Dr. Francisco A. Moreno led the first FDA-approved clinical study of psilocybin since it was outlawed in 1970. The results of the small-scale study are published in the latest edition of the Journal of Clinical Psychiatry.

Moreno said the study's intent was only to test the safety of administering psilocybin to patients, and its effectiveness is still in doubt until a larger controlled study can be conducted. But in each of the nine patients in the study, psilocybin completely removed symptoms of the disorder for a period of about four to 24 hours, with some remaining symptom-free for days, Moreno said.

"What we saw acutely was a drastic decrease in symptoms," Moreno said. "The obsessions would really dissolve or reduce drastically for a period of time."

Best known among the drug culture as magic mushrooms, the hallucinogenic fungus remains a popular illicit drug.
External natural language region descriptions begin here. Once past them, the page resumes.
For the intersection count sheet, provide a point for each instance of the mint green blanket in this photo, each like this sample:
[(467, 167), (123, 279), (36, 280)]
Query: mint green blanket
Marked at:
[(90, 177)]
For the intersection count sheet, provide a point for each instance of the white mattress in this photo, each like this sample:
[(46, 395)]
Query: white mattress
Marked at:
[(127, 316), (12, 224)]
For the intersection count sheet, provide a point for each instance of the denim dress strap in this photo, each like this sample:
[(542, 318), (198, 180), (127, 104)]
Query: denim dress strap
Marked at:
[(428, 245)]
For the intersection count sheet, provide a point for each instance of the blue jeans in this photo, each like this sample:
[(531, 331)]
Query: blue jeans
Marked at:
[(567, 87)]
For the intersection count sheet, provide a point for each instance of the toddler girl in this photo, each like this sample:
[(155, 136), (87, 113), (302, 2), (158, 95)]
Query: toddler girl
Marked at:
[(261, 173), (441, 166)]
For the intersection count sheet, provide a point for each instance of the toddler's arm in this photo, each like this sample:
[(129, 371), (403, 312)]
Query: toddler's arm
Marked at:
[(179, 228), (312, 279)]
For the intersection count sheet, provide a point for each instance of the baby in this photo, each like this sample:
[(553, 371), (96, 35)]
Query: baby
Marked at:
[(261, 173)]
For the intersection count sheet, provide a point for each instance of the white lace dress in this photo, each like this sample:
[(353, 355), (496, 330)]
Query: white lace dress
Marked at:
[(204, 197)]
Although banned by Comprehensive Drug Abuse Prevention and Control Act of 1970, research into medical uses is allowed.
The new research does not reflect any change in government policy, said Rogene Waite, a spokeswoman for the Drug Enforcement Administration.

No other treatment eases symptoms faster
Currently, there is no treatment that eases symptoms of the disorder as fast as psilocybin appears to, Moreno said. Other drugs take several weeks to show an effect, but the psilocybin was almost immediate.


The drug is not one that could be taken daily, Moreno said, and many questions remain about its use, including if it would be addictive or if patients would develop a tolerance to the drug.

Moreno hopes to conduct an expanded study that could offer more convincing evidence of its effectiveness.
"We're very cautious about making too much of the early results," Moreno said. "I don't want to characterize it as psychedelics are the way to go. Although it seemed to be safe, this was done in the context of supervision by trained professionals in a medical setting. This is not ready to be used by the public just because nine people tolerated it."
Symptoms of obsessive compulsive disorder typically develop in the teen years and can make it difficult hard for patients to lead normal, day-to-day lives.

The nine patients in the study had a range of compulsions, including fear of being contaminated, elaborate cleaning rituals, tapping or touching rituals and mental rituals. One patient wouldn't touch the floor with anything but the soles of his shoes. Others would shower for hours or put on pants over and over again until they felt right.

"They know it's senseless. They know it doesn't do anything for them, but if they don't do it they become very distraught and very uncomfortable and have a very difficult time functioning," Moreno said.